Contrasting Twitter Collection methodologies during Extreme Events

Overview | People | Collaborators | Sponsors | Publications | Tools

Project Goal

Different strategies were applied to collect Tweets during Hurricane Harvey and Irma, two environmental disasters that affected the United States in 2017. These collection strategies not only recover data at different spatial resolutions, but also obtain significantly different types of users, number of tweets per user, etc. As such, completely different networks can be constructed based on these approaches and special care need to be taken when drawing conclusions from them. The purpose of this project is to characterize these differences and determine how to leverage them to obtain tweets relevant to extreme events at a higher spatial resolution.

Results were presented as a poster (HA/DR) conference and the CASOS Summer Institute.

Methods Used

Tweets where collected during each event, following two different methodologies: text-based search with key terms related to each event and bounding boxes around the affected areas.
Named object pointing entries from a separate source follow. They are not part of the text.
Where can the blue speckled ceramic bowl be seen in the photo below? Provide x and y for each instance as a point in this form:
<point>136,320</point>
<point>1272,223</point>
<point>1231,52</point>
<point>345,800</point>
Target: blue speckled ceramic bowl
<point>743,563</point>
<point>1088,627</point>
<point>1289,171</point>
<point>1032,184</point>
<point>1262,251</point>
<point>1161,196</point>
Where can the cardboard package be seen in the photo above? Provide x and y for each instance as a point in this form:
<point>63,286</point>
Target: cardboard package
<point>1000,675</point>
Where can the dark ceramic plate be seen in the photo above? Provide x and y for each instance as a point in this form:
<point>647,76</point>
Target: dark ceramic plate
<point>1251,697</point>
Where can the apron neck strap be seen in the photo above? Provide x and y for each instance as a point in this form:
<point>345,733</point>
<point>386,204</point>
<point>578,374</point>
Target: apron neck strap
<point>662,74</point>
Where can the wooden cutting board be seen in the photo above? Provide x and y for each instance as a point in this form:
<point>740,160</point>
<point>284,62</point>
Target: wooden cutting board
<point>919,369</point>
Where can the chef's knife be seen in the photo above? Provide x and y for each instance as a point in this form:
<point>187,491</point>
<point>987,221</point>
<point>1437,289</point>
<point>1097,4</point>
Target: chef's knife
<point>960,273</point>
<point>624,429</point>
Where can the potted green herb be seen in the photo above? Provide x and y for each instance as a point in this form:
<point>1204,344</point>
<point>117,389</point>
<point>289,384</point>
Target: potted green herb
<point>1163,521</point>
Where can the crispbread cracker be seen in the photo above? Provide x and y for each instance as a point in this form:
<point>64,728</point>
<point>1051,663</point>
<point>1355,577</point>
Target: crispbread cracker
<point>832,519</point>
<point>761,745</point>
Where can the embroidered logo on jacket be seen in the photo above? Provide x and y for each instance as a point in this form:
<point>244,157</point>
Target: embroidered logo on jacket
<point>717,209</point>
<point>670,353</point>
To filter the tweets that were discussing events related to each Hurricane, we classified them by the usage of terms in the following "disaster categories" in the 4 major languages spoken in the area (English, Spanish, French and Portuguese): Corruption, Basic Needs, Top Hashtags (related to the event) and mention of a disaster event.

Expected Results

Given the high volumes of tweets produced during these disaster-type events, both collection methodologies have low overlay. This can provide a measure of the spatial specificity of the search terms.

Differences in the Use of Disaster related terms:

Contrasting Twitter 1Contrasting Twitter 2
Spikes in the use of terms in each of the disaster categories tend to occur first in the tweets collected via bounding box. Also, as expected there is a considerably higher proportion of geolocated tweets obtained via bounding box (regardless of the disaster category).


The different collection strategies applied not only sample different types of users, but also produce significantly different network structures. These differences are observed under both events and tend to be exacerbated during usage peaks. Text-based collection appears to be more reactionary, as spikes in the use of disaster-related terms occur first in tweets collected via bounding-box. This differences can be leveraged by combining both collection methods in order to obtain a more comprehensive sample. A promising strategy, to increase the geographic precision of Text-based searches, is to periodically update the search parameters based on locally relevant topics (based on hashtags or terms).